Cuando un cristiano muere y va al cielo, queda enteramente librado del poder del pecado. Este último no puede ejercer ningún dominio o autoridad sobre él. Existe una gran diferencia entre el estado de un creyente aquí en la tierra y el de arriba. Aquí, sólo es librado del poder del pecado; allá, también será liberado de su presencia. En su condición actual, el pecado mora en él; pero no tiene que reinar. Pronto, en el cielo, el pecado ni siquiera morará en él. El imperio del pecado llegó a su fin. Ahora ha comenzado el reinado de la gracia. “El pecado no se enseñoreará de vosotros; pues no estáis bajo la ley, sino bajo la gracia” (Romanos 6:14).
En Romanos 6, el apóstol no habla del perdón de los pecados; trata de esto en el capítulo 3: Bendito sea Dios, nuestras faltas fueron totalmente perdonadas, borradas y eternamente canceladas. Pero, en el capítulo 6, el tema es la completa liberación del pecado como poder o principio reinante.
¿Cómo el creyente obtiene este inmenso favor? por la muerte. Ha muerto al pecado en la muerte de Cristo. Es cierto para cada cristiano. No es cuestión de éxito. Es algo que pertenece a todo hijo de Dios, a todo verdadero creyente. Es la posición común a todos ellos. ¡Bendita y santa posición! ¡Sea alabado Aquel que la ganó para nosotros y que nos introdujo en ella! Vivimos bajo el glorioso reinado de la gracia, la cual reina “por la justicia para vida eterna mediante Jesucristo, Señor nuestro” (5:21).
Hay gran bendición ir más allá del perdón de los pecados y conocer la plena liberación del poder del pecado. El creyente que se basa en sus propios sentimientos, en lugar de considerarse a sí mismo según la Palabra de Dios, duda de su conversión y, en vez de estar ocupado con Cristo, lo está con su estado interior y estimación. Mira su condición a fin de obtener paz y consuelo; por eso es —y debe ser— miserable. Nunca el cristiano tendrá paz si la busca en sí mismo. Es necesario que acepte por la fe que ha muerto con Cristo, que ha sido sepultado con él, que fue resucitado con él, que es justificado en él y que es acepto en él. En pocas palabras, debe creer que, “como Él es, así somos nosotros en este mundo” (1 Juan 4:17).

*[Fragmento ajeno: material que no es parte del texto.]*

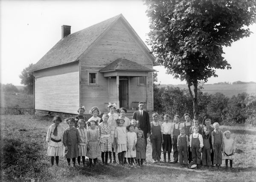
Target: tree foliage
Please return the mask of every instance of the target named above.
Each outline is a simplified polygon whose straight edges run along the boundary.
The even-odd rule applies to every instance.
[[[216,69],[231,68],[222,57],[223,47],[250,35],[256,1],[145,0],[145,4],[148,43],[166,72],[186,81],[197,118],[198,81],[217,77]]]
[[[30,64],[29,66],[23,69],[21,71],[21,74],[19,76],[21,79],[20,83],[25,85],[25,91],[28,94],[33,94],[33,83],[34,82],[34,73],[29,72],[29,71],[32,67],[33,63]]]

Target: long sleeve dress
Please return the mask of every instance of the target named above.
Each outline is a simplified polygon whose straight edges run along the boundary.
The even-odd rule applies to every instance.
[[[111,129],[108,123],[102,122],[99,125],[99,147],[102,152],[111,151]]]
[[[146,158],[146,144],[143,138],[137,138],[136,143],[136,159]]]
[[[136,157],[136,149],[133,151],[132,148],[134,145],[134,143],[137,142],[137,135],[135,132],[128,132],[127,135],[127,152],[125,153],[125,157]]]
[[[88,136],[87,130],[85,128],[77,128],[80,137],[80,142],[78,143],[78,155],[79,156],[86,156],[87,153],[87,142]]]
[[[47,155],[48,156],[62,156],[63,155],[63,143],[62,138],[64,128],[61,125],[57,126],[58,134],[56,136],[53,134],[55,123],[51,125],[48,128],[46,136],[46,141],[49,142]]]
[[[67,159],[73,158],[78,156],[78,143],[80,142],[78,130],[75,128],[68,128],[63,134],[63,144],[67,146],[67,153],[65,155]]]
[[[100,157],[100,148],[99,144],[99,133],[96,129],[89,129],[87,131],[88,134],[88,151],[87,156],[90,159],[95,159]]]
[[[223,151],[224,152],[224,156],[223,159],[233,159],[235,157],[234,155],[232,155],[233,152],[236,151],[236,144],[234,139],[232,138],[229,139],[225,139],[224,140]]]

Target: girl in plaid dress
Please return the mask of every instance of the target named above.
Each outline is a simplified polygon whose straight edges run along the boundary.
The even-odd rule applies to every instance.
[[[78,120],[79,119],[84,119],[86,120],[86,118],[84,116],[84,114],[85,112],[85,108],[84,106],[83,106],[81,108],[79,108],[78,110],[77,110],[77,112],[79,115],[76,116],[75,118],[75,121],[76,121],[75,122],[75,128],[78,128]],[[86,128],[86,125],[84,126],[84,127]]]
[[[122,119],[118,119],[116,122],[118,126],[115,130],[115,146],[114,152],[118,153],[119,164],[124,165],[124,157],[127,151],[126,139],[126,128],[123,126],[125,120]]]
[[[85,164],[85,156],[87,153],[87,142],[88,138],[87,136],[87,130],[84,128],[85,125],[85,120],[84,119],[79,119],[78,121],[78,126],[77,128],[79,135],[80,136],[81,142],[78,143],[78,155],[77,158],[77,162],[80,165],[81,157],[82,156],[83,165]]]
[[[108,152],[111,152],[112,151],[110,137],[111,129],[110,125],[108,123],[108,115],[107,114],[103,114],[102,119],[103,122],[99,125],[99,146],[102,153],[102,163],[106,165],[108,165]]]
[[[136,159],[139,166],[143,165],[143,159],[146,158],[146,143],[143,131],[139,130],[137,133],[136,143]]]
[[[92,166],[93,159],[93,164],[97,162],[97,157],[100,156],[100,148],[99,145],[99,132],[95,129],[96,122],[90,121],[90,129],[87,131],[88,134],[88,151],[87,156],[89,157],[90,167]]]
[[[56,165],[58,165],[59,156],[63,154],[63,144],[61,141],[64,132],[64,129],[59,125],[61,119],[58,116],[53,118],[54,123],[50,126],[47,132],[46,141],[48,142],[47,155],[51,156],[52,166],[54,163],[54,156],[56,160]]]
[[[92,108],[90,111],[89,113],[91,114],[93,114],[93,116],[91,117],[89,119],[88,119],[88,122],[87,122],[87,129],[89,130],[90,128],[90,122],[91,121],[95,121],[96,122],[96,127],[95,127],[95,129],[98,130],[98,126],[99,126],[99,123],[101,119],[100,117],[98,117],[98,115],[101,115],[101,112],[99,111],[99,108],[96,106],[94,106]]]
[[[78,130],[74,128],[75,119],[69,118],[65,119],[67,122],[69,127],[65,130],[63,134],[63,144],[65,146],[65,151],[67,152],[65,155],[67,161],[67,165],[70,165],[70,158],[72,159],[72,162],[74,167],[76,166],[76,158],[78,157],[78,143],[80,142],[80,138]]]
[[[130,125],[128,127],[129,132],[127,135],[127,152],[125,154],[125,157],[128,159],[128,162],[130,167],[133,167],[134,163],[134,158],[136,157],[136,145],[137,142],[137,135],[134,132],[134,127]]]

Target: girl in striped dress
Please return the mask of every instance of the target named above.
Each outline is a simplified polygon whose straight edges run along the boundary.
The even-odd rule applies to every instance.
[[[112,150],[113,153],[113,163],[116,163],[116,153],[114,151],[114,148],[115,147],[114,134],[115,133],[116,127],[117,126],[117,124],[116,123],[116,119],[118,119],[119,116],[116,113],[115,113],[115,110],[116,110],[116,104],[114,103],[111,104],[111,102],[109,102],[108,104],[109,105],[108,106],[108,108],[110,112],[108,114],[109,117],[108,120],[108,123],[110,125],[111,128],[111,134],[110,136],[111,137]],[[108,155],[109,156],[109,163],[111,163],[112,162],[111,152],[109,152],[108,153]]]
[[[128,158],[128,162],[130,167],[133,167],[134,163],[134,158],[136,157],[136,145],[137,142],[137,135],[134,132],[134,127],[130,125],[128,127],[129,131],[126,134],[127,135],[127,152],[125,154],[125,157]]]
[[[54,163],[54,156],[56,165],[58,165],[59,156],[63,155],[63,144],[61,141],[63,136],[64,129],[59,125],[61,119],[58,116],[53,118],[54,123],[50,126],[47,132],[46,141],[48,142],[47,155],[51,156],[52,166]]]
[[[143,131],[139,130],[137,133],[136,143],[136,159],[139,166],[143,165],[143,159],[146,158],[146,143]]]
[[[212,151],[214,153],[213,164],[216,165],[215,166],[219,169],[222,163],[221,151],[223,150],[223,134],[220,130],[218,123],[215,122],[212,125],[215,128],[212,132]]]
[[[123,126],[125,120],[122,119],[118,119],[116,122],[118,126],[115,130],[115,146],[114,152],[118,153],[119,164],[124,165],[124,157],[127,151],[126,128]]]
[[[87,131],[88,152],[87,156],[89,157],[89,166],[92,166],[93,159],[95,165],[97,162],[97,157],[100,156],[100,148],[99,145],[99,132],[95,129],[96,122],[90,121],[90,128]]]
[[[83,165],[84,166],[85,164],[85,156],[87,153],[87,142],[88,138],[87,136],[87,130],[84,128],[85,125],[85,120],[84,119],[79,119],[78,121],[79,128],[77,128],[79,135],[80,136],[80,142],[78,143],[78,157],[77,158],[77,162],[80,165],[81,157],[82,156]]]
[[[75,118],[75,121],[76,122],[75,122],[75,128],[78,128],[78,120],[79,119],[84,119],[86,121],[86,118],[84,116],[84,112],[85,112],[85,108],[84,106],[83,106],[81,108],[78,108],[78,110],[77,111],[78,112],[79,115],[76,116]],[[84,126],[85,128],[86,128],[86,125]]]
[[[68,165],[70,165],[70,158],[72,158],[73,165],[76,167],[76,158],[78,157],[77,143],[80,142],[80,136],[77,129],[74,128],[75,122],[74,118],[66,119],[65,121],[69,126],[65,130],[63,134],[63,144],[67,152],[65,157]]]
[[[98,130],[98,126],[99,126],[99,123],[101,119],[100,117],[98,117],[98,115],[101,115],[101,112],[99,111],[98,107],[94,106],[92,108],[90,111],[89,113],[91,114],[93,114],[93,116],[88,119],[88,122],[87,122],[87,130],[88,130],[90,128],[90,122],[91,121],[95,121],[96,122],[96,127],[95,128],[95,129]]]
[[[99,146],[102,153],[102,163],[105,164],[106,165],[108,165],[108,152],[111,152],[112,151],[111,137],[110,137],[111,129],[110,125],[108,123],[108,115],[107,114],[103,114],[102,118],[103,121],[99,125]]]

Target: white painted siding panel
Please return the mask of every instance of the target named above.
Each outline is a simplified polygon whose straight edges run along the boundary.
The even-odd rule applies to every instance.
[[[79,87],[77,63],[36,72],[35,109],[77,114]]]

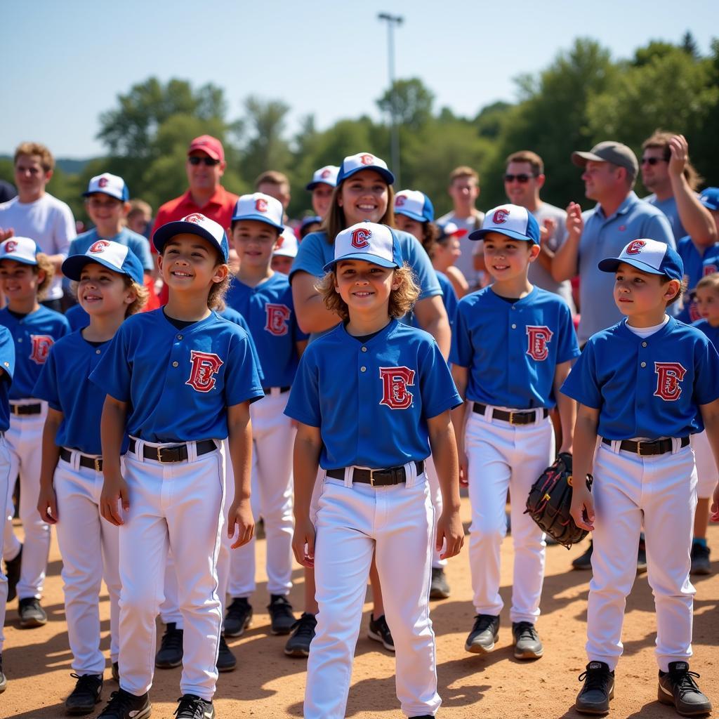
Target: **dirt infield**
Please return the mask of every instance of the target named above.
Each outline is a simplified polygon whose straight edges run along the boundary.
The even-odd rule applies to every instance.
[[[469,519],[469,503],[462,500],[462,517]],[[465,525],[466,526],[466,525]],[[19,531],[19,530],[18,530]],[[695,656],[692,669],[702,674],[700,686],[715,707],[719,705],[719,526],[710,528],[710,544],[714,547],[713,574],[697,577],[695,602]],[[263,565],[265,542],[257,543]],[[546,579],[542,600],[542,617],[538,624],[544,642],[544,656],[532,663],[514,659],[511,651],[511,625],[508,610],[503,613],[498,649],[487,656],[464,651],[465,637],[472,628],[473,610],[467,554],[450,562],[448,576],[452,587],[450,599],[433,603],[432,619],[437,635],[439,693],[443,700],[439,716],[487,719],[513,718],[579,717],[572,708],[583,670],[587,572],[569,571],[573,557],[584,546],[567,551],[560,546],[547,550]],[[503,548],[502,595],[508,603],[510,594],[511,543]],[[8,677],[7,691],[0,695],[0,717],[49,719],[64,715],[63,702],[74,680],[70,676],[70,655],[65,624],[61,562],[57,544],[50,553],[49,577],[43,605],[50,620],[39,629],[21,630],[17,600],[7,612],[3,659]],[[301,609],[302,572],[294,572],[297,582],[291,600],[298,615]],[[302,715],[305,662],[283,654],[285,638],[272,636],[265,609],[265,577],[252,600],[255,620],[242,637],[230,646],[238,658],[238,668],[220,675],[215,697],[217,716],[270,719]],[[624,626],[624,656],[617,670],[616,697],[610,716],[616,718],[676,717],[671,707],[656,701],[656,665],[653,649],[655,623],[651,590],[646,575],[636,582],[627,603]],[[370,605],[365,605],[362,630],[357,644],[347,716],[354,719],[401,716],[395,697],[394,660],[380,644],[366,638]],[[101,605],[104,636],[109,648],[109,610],[107,595]],[[109,671],[104,699],[116,685]],[[180,669],[157,670],[151,692],[152,716],[171,719],[179,696]],[[102,705],[99,705],[99,710]],[[716,712],[715,712],[716,714]]]

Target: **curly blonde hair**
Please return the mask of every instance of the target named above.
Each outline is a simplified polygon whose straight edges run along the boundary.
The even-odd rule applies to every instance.
[[[388,313],[390,317],[398,319],[403,317],[414,306],[419,296],[419,287],[412,268],[406,262],[394,270],[394,277],[399,280],[399,287],[390,293]],[[337,275],[333,269],[319,280],[315,288],[322,296],[327,309],[347,321],[349,319],[349,308],[335,289],[336,284]]]

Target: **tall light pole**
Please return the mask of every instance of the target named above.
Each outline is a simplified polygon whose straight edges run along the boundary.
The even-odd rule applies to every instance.
[[[401,25],[403,18],[400,15],[390,15],[388,12],[380,12],[378,19],[387,22],[387,56],[390,70],[390,93],[391,93],[392,132],[391,154],[392,171],[397,180],[397,186],[402,187],[400,174],[400,128],[397,122],[397,92],[395,88],[395,26]]]

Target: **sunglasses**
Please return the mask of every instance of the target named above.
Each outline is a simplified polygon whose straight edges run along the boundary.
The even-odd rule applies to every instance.
[[[213,168],[216,165],[220,164],[219,160],[213,160],[212,157],[209,157],[206,155],[204,157],[198,157],[196,155],[192,155],[187,159],[191,165],[205,165],[208,168]]]
[[[517,182],[521,183],[523,185],[525,183],[529,182],[532,178],[536,178],[536,175],[527,175],[526,173],[521,173],[519,175],[505,175],[504,181],[505,182],[514,182],[515,180]]]

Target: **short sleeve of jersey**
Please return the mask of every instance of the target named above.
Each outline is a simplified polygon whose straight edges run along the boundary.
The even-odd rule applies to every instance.
[[[300,358],[285,414],[303,424],[319,427],[322,424],[322,415],[319,401],[319,367],[315,361],[314,347],[311,344]]]
[[[584,352],[572,368],[560,391],[567,397],[576,400],[580,404],[592,409],[600,409],[602,393],[597,383],[595,362],[595,346],[590,339],[585,346]]]

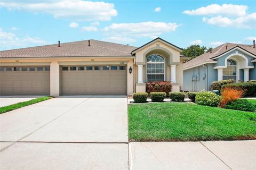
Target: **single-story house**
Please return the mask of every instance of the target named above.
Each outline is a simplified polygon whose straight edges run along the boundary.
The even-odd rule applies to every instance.
[[[222,44],[183,63],[183,89],[209,91],[215,81],[256,80],[255,63],[255,41],[252,45]]]
[[[183,89],[181,49],[160,38],[137,48],[88,40],[0,52],[0,95],[130,95],[146,82]]]

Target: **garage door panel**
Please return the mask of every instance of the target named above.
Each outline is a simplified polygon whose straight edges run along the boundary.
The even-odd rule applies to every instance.
[[[50,95],[50,71],[12,70],[0,72],[0,95]]]
[[[126,95],[126,74],[125,70],[61,71],[61,95]]]

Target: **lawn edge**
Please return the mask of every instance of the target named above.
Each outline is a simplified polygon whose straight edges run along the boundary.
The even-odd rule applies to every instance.
[[[39,103],[43,101],[45,101],[53,98],[53,96],[44,96],[35,99],[33,99],[28,101],[19,102],[14,104],[3,106],[0,107],[0,114],[5,113],[10,111],[14,110],[20,108],[22,108],[25,106],[29,106],[37,103]],[[3,109],[3,110],[2,110]]]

Esto constituye la sólida base de la paz, y es el único secreto divino de una vida santa. El hijo de Dios está muerto al pecado. No se le exhorta a hacerse morir a sí mismo. Está muerto en Cristo. Un monje, un asceta o uno que hace todos los esfuerzos posibles para alcanzar una perfección sin pecado, puede tratar de dar muerte al pecado mediante diversos ejercicios corporales; pero, el resultado inevitable es miseria, y tanto más miseria cuanto mayor sea el afán por lograr tales fines. ¡Cuán diferente es el cristianismo! Comienza con el conocimiento de que está muerto al pecado; y, con la bendita fe en ello, “hace morir”, no al cuerpo, sino sus “obras”.
¡Ojalá viva el cristiano por la fe, según el poder de esta plena liberación!